|
|  |

24/07/2007 - 23h52
Presidente da "RCTV" ganha Prêmio de Liberdade de Imprensa da SIP
Miami, 24 jul (EFE).- A Sociedade Interamericana de Imprensa
(SIP) concedeu hoje o Grande Prêmio da Liberdade de Imprensa a
Marcel Granier, presidente da "Radio Caracas Televisión" ("RCTV"), e
à equipe de jornalistas e colaboradores da emissora.

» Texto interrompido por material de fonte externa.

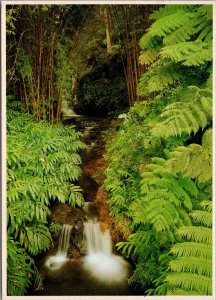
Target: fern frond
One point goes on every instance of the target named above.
(193, 249)
(194, 161)
(191, 281)
(202, 217)
(196, 233)
(197, 265)
(189, 53)
(186, 116)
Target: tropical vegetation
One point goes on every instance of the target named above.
(160, 188)
(154, 64)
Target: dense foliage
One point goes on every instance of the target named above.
(160, 161)
(42, 164)
(159, 174)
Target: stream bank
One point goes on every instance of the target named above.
(71, 279)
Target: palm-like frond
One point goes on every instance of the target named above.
(194, 161)
(187, 116)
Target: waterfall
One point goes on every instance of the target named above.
(64, 240)
(100, 263)
(56, 262)
(97, 241)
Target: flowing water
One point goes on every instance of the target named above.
(100, 263)
(55, 262)
(99, 272)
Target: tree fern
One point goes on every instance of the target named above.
(188, 53)
(180, 37)
(186, 116)
(42, 163)
(194, 161)
(165, 200)
(191, 270)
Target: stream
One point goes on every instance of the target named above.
(83, 260)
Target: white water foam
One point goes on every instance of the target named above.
(100, 263)
(57, 261)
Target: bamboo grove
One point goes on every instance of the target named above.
(159, 161)
(161, 189)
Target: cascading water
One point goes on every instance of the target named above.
(100, 263)
(55, 262)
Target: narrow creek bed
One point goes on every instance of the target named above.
(83, 260)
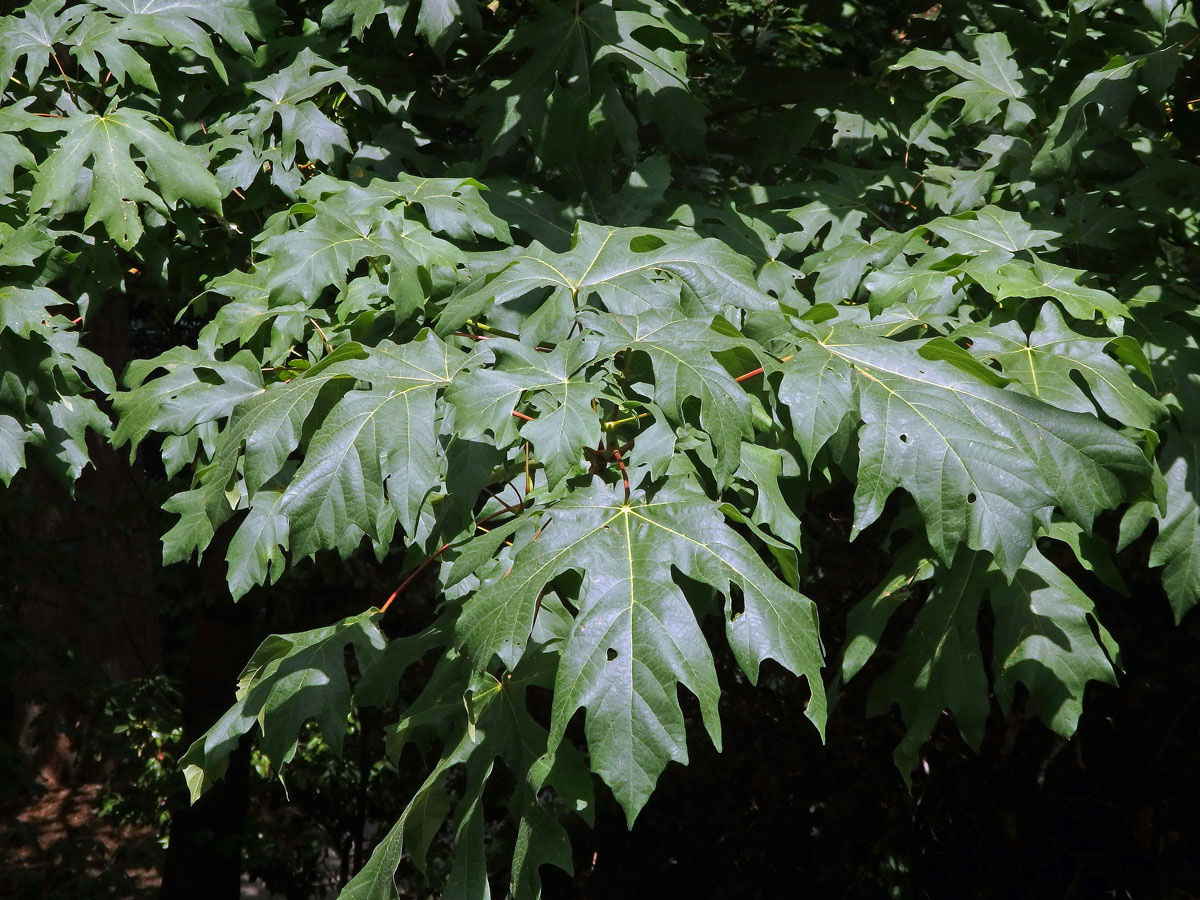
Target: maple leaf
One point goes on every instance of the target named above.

O prêmio da SIP reconheceu "a tenaz luta a favor da liberdade de
expressão no hemisfério ocidental, ao defender com coragem e
determinação seu direito de manter a concessão do canal de
televisão, arrebatada pelo Governo da Venezuela presidido por Hugo
Chávez", segundo o comunicado da organização.
A entidade também escolheu os vencedores em outras 11 categorias,
cujos prêmios serão entregues na sua 63ª Assembléia Geral, em Miami
(Estados Unidos), de 12 a 16 de outubro. Cada um vai receber US$ 2
mil em dinheiro, além de placas e diplomas.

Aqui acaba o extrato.